Expecting Non-zero Exit Status

If command is expected to return valid a non-zero exit status like grep command which return 1 if given regexp is not found, then option :allowed_exitstatus can be used:

# Run a command, handle exitstatus  and handle errors
begin
  exitstatus = Cheetah.run("grep", "userA", "/etc/passwd", allowed_exitstatus: 1)
  if exitstates == 0
    puts "found"
  else
    puts "not found"
  end
rescue Cheetah::ExecutionFailed => e
  puts e.message
  puts "Standard output: #{e.stdout}"
  puts "Error output:    #{e.stderr}"
  puts "Exit status:     #{e.status.exitstatus}"
end

Exit status is returned as last element of result. If it is only captured thing, then it is return without array. Supported input for allowed_exitstatus are anything supporting include, fixnum or nil for no allowed existatus.

# allowed inputs
allowed_exitstatus: 1
allowed_exitstatus: 1..5
allowed_exitstatus: [1, 2]
allowed_exitstatus: object_with_include_method
allowed_exitstatus: nil

Setting Defaults

To avoid repetition, you can set global default value of any option passed too Cheetah.run:

# If you're tired of passing the :logger option all the time...
Cheetah.default_options = { :logger => my_logger }
Cheetah.run("./configure")
Cheetah.run("make")
Cheetah.run("make", "install")
Cheetah.default_options = {}

Changing Working Directory

If diferent working directory is needed for running program, then suggested usage is to enclose call into Dir.chdir method.

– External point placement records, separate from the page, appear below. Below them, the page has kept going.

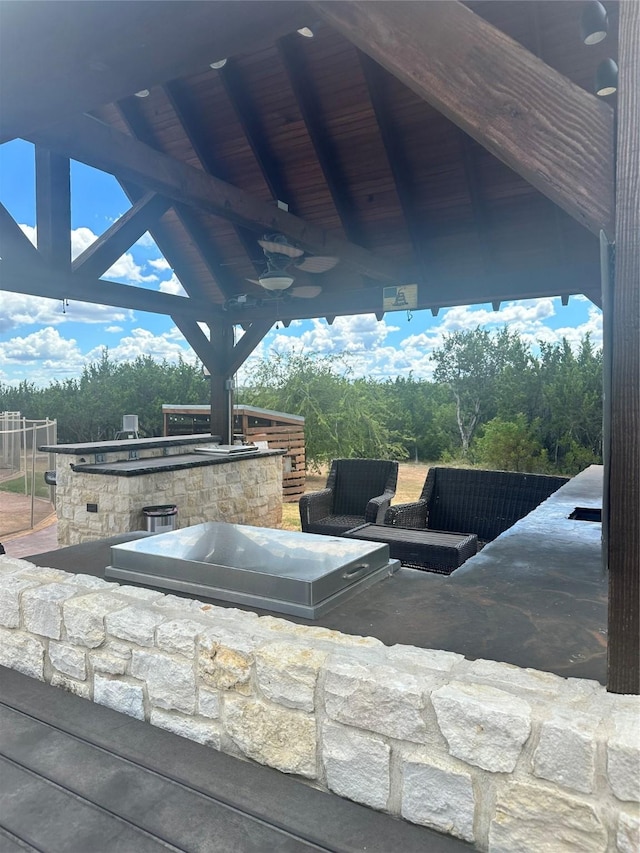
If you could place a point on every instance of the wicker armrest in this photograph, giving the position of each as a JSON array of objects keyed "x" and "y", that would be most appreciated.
[
  {"x": 407, "y": 515},
  {"x": 315, "y": 505},
  {"x": 377, "y": 507}
]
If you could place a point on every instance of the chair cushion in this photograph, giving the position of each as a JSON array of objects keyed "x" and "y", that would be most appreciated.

Dir.chdir("/workspace") do
  Cheetah.run("make")
end

Changing System Root

If a command needs to be executed in different system root then the :chroot option can be used:

Cheetah.run("/usr/bin/inspect", chroot: "/mnt/target_system")

More Information

For more information, see the API documentation.

Compatibility

Cheetah should run well on any Unix system with Ruby 2.0.0, 2.1 and 2.2. Non-Unix systems and different Ruby implementations/versions may work too but they were not tested.